Pour en revenir au coaching, l’alliance se construit à deux dans le premier temps de la relation et de l’accompagnement, c’est-à-dire pendant le temps de la plainte. C’est ici qu’un peu de doigté est nécessaire: si je suis insensible à la plainte du client, soit qu’elle me paraisse futile, soit qu’elle m’exaspère ou m’impatiente (“nous en sommes au cinquième rendez-vous et il me raconte toujours la même histoire”), alors je peinerai à construire avec lui une relation de confiance et de soutien mutuel (oui, mes clients me soutiennent, plus souvent qu’ils ne le croient, mais ne leur dites pas, ils me présenteraient leur facture!). Si, d’un autre côté, je me montre empathique, je risque d’enfermer le client dans sa plainte, comme s’il se sentait plus intéressant avec ce masque de plainte que sans.

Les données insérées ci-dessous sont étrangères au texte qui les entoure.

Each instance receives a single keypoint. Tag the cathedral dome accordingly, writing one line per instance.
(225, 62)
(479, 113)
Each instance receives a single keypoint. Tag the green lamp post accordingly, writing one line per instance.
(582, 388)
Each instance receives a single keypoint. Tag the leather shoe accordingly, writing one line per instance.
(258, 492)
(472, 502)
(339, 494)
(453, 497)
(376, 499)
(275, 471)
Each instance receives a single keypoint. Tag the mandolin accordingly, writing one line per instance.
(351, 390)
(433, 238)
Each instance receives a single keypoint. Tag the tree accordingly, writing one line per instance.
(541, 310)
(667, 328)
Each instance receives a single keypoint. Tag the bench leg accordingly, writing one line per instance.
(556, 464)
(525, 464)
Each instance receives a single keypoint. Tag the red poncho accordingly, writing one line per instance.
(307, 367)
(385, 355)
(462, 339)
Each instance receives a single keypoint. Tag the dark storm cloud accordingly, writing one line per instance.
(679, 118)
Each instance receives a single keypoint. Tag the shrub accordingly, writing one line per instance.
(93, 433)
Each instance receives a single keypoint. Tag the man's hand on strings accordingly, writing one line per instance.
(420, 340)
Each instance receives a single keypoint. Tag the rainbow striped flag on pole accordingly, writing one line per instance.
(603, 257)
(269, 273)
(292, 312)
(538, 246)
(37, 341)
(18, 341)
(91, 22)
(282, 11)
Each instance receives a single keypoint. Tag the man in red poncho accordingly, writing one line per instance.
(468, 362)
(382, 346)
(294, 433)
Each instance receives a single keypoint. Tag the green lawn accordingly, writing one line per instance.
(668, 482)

C’est pourquoi je n’ai d’autre choix que de montrer mon intérêt pour la personne plutôt que pour ce qui lui arrive. C’est ainsi qu’il fera l’expérience à la fois de trouver du soutien et à la fois d’être capable de quitter, le moment venu, la plainte.

La fin de la plainte

J’emprunte ici le titre d’un ouvrage d’un psychanalyste connu, François Roustang, qui identifie toute cure thérapeutique – toute psychanalyse dans son cas – à une sortie de la plainte que le praticien doit favoriser.

C’est, je crois, occulter le bénéfice de la plainte sans laquelle, je le redis, le client ne serait pas engagé dans un processus d’accompagnement, tel qu’un coaching ou une thérapie.

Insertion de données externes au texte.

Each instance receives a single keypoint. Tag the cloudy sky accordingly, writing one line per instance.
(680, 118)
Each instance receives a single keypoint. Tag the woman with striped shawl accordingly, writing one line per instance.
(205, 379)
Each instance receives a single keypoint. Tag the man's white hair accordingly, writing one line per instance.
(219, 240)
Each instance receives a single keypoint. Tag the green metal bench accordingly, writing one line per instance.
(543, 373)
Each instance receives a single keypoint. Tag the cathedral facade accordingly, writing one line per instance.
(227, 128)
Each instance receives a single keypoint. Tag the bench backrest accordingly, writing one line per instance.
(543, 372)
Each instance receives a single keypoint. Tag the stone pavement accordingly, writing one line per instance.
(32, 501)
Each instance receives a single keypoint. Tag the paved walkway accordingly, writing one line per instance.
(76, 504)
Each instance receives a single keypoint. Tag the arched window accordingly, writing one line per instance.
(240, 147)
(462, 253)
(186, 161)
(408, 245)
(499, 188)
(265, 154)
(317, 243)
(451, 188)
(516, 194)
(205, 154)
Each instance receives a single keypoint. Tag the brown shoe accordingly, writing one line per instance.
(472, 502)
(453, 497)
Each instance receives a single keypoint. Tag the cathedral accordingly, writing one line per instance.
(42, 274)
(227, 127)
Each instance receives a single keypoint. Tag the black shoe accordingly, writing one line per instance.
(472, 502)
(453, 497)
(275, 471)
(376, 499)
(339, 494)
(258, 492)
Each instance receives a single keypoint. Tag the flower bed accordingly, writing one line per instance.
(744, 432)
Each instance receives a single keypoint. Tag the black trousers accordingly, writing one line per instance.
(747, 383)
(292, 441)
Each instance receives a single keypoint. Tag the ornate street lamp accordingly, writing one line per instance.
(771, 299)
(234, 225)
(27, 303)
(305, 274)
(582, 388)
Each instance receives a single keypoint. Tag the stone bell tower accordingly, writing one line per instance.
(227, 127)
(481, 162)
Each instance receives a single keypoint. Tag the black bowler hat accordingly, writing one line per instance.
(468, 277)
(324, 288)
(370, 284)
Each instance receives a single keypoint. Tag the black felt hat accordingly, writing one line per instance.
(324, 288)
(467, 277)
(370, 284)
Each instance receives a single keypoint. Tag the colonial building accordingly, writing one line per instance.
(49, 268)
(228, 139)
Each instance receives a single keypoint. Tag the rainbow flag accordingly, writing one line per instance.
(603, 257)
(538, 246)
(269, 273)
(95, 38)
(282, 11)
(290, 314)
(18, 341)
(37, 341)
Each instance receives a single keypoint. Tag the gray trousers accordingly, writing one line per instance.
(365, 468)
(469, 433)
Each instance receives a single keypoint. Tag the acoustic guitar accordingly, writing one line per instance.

Il n’en reste pas moins qu’il est nécessaire en effet de “décoller” le client de sa plainte pour qu’on puisse envisager la fin de celle-ci.

Après quoi, il ne reste plus qu’à s’occuper du problème sous-jacent à la plainte, le véritable besoin du client, sa douleur. Nous pourrions avoir le sentiment qu’il s’agit alors de supprimer la douleur – si tant est que nous en ayons les moyens – et que la plainte cessera alors d’elle-même.

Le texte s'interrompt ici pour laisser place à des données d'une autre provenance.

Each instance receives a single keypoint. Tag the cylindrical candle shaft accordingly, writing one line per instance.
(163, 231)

Non seulement nous avons vu que la plainte a sa vie propre et peut donc perdurer même après que la douleur a disparu mais j’affirme qu’il n’est certainement pas dans mon intention de voler sa douleur à mon client, ni de le priver de s’en occuper. Comme le dit Victor Frankl dans son ouvrage “Donner un sens à sa vie, avec la logothérapie“, notre époque ne voit pas toujours combien il peut y avoir de la noblesse à souffrir, dès lors que la souffrance est inéluctable. Nous admirons d’ailleurs souvent davantage ceux qui ont enduré des difficultés ou des souffrances avec dignité que ceux qui ont rencontré le succès.

Dès lors, la fin de la plainte coïncide le plus souvent avec la fin de l’accompagnement. Lequel a pour but de favoriser l’autonomie du client. Y compris face à ses douleurs.